To the casual observer, it is difficult to tell the difference
between Shinto shrines and Buddhist temples. The easiest way to distinguish between the two is that when
you enter a shrine, you pass through an arched torii gate. The gate has two vertical pillars with two horizontal crossbeams.
Both shrines and temples are usually made up compounds which can
cover a large area and include many different buildings. But many
shrines, especially in urban areas, are very small and easily
missed by a passer-by. There are about 90,000 shrines in Japan
and they provide a focal point for both urban and rural communities.

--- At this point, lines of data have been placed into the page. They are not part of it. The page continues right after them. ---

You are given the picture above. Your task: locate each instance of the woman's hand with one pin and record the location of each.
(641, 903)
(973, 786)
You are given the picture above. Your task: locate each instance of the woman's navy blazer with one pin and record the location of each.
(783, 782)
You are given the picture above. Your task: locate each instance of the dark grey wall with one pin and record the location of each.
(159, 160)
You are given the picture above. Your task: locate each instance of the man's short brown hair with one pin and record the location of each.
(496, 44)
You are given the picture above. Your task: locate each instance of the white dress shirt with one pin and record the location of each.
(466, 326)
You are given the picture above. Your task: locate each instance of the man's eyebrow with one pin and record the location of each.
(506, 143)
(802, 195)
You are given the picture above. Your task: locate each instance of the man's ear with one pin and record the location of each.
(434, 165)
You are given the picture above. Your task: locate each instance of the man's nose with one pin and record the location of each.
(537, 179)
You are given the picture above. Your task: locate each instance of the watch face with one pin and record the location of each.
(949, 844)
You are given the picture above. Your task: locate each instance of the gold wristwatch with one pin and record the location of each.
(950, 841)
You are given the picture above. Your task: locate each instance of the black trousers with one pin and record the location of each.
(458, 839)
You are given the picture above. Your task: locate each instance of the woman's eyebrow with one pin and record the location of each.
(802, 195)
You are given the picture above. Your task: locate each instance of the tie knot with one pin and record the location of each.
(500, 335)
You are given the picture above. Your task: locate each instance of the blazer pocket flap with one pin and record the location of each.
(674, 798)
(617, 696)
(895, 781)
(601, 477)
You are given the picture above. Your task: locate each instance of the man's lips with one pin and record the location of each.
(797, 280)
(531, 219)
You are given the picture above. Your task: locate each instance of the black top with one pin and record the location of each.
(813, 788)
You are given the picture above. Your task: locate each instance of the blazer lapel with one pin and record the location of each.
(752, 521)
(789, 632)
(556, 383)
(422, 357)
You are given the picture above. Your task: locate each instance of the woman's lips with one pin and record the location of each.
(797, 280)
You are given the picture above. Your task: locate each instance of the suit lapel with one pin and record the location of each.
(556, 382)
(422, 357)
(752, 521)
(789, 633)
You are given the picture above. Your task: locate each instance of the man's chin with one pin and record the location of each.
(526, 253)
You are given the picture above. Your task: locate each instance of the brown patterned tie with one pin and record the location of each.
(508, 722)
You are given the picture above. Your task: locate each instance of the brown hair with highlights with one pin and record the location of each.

Shinto rites such as weddings, festivals and purification rites
are often held at the local shrine. The more popular shrines,
such as Meiji Jingu in Tokyo, Tsurugaoka Hachiman in Kamakura and Yasaka Jinja in Kyoto, are literally mobbed by millions of visitors during
the New Year holiday. Hatsumode is the first shrine or temple visit of the year and the crowds
gather from midnight on New Year's Eve.
In Shinto, the central concept is that of the kami, a spirit or god. Almost every natural object or phenomenon can
be inhabited by a kami and so things such as volcanoes, rocks,
waterfalls, forests or even individual trees can be considered
sacred. The sacred area is indicated by a shimenawa (straw rope) around it, often with strips of white paper attached.
While many shrines are very ancient, often the buildings themselves
are much newer. Fire and natural disaster are the main reasons
but many shrines had a tradition of reconstruction to purify the
site and building materials. The Ise Jingu shrine still keeps this tradition and is rebuilt every 20 years.
The three major shrine centers are at Ise on the Kii Peninsula,
Nikko (an hour from Tokyo) and Izumo Taisha in western Honshu.
A stone torii gate and lanterns stand amid rice paddies at the entrance to a rural shrine.
A young kimono-clad girl makes an offering at Meiji Jingu shrine in Tokyo.
The larger area of a shrine is enclosed by a wooden fence with
a torii at the entrance, usually at the farthest point from the
honden (main sanctuary). A path or set of steps leads into the compound,
sometimes arched by more torii - the two paths in Fushimi Inari shrine in Kyoto are lined by 10,000 torii! There is usually a
lot of greenery and trees lining the path and throughout the compound.
At the end of the path you will often see a pair of guardian figures - a and un - called komainu (mythical lionlike dogs) of which one has its mouth open in a
roar. Off to the side is a temizuya, a small pavilion for washing your mouth and hands to purify
them. In the case of popular shrines, there is an office selling
lucky charms and omikuji, a kind of fortune-telling. If the paper fortune is unlucky,
it is tied to a nearby tree in the hope that the kami will see
to it that it doesn't come true. This lucrative business is especially
popular around the time of school and university entrance examinations.
There may also be a kaguraden (hall of sacred dance and music) where kagura (dances or rituals)
are held as part of the shrine's annual festival.
In front of the honden is the haiden (oratory or hall of worship) where offerings are made and rituals
carried out. In a typical shrine visit, worshippers stand in front
of the haiden, clap their hands and tug a rope attached to a bell
to announce their arrival to the kami. They then put their palms
together in front of their chin, make a short prayer and put a
money offering into a slatted wooden box. Lay worshipers are rarely
allowed to actually enter the haiden. The honden houses the shintai, the sacred object which the kami inhabits. It is off-limits
except to priests, and even then only on rare occasions. In some
cases, while the haiden is easily accessible, the honden may be
located on a distant mountain top or may even be the mountain
top itself (or other natural feature).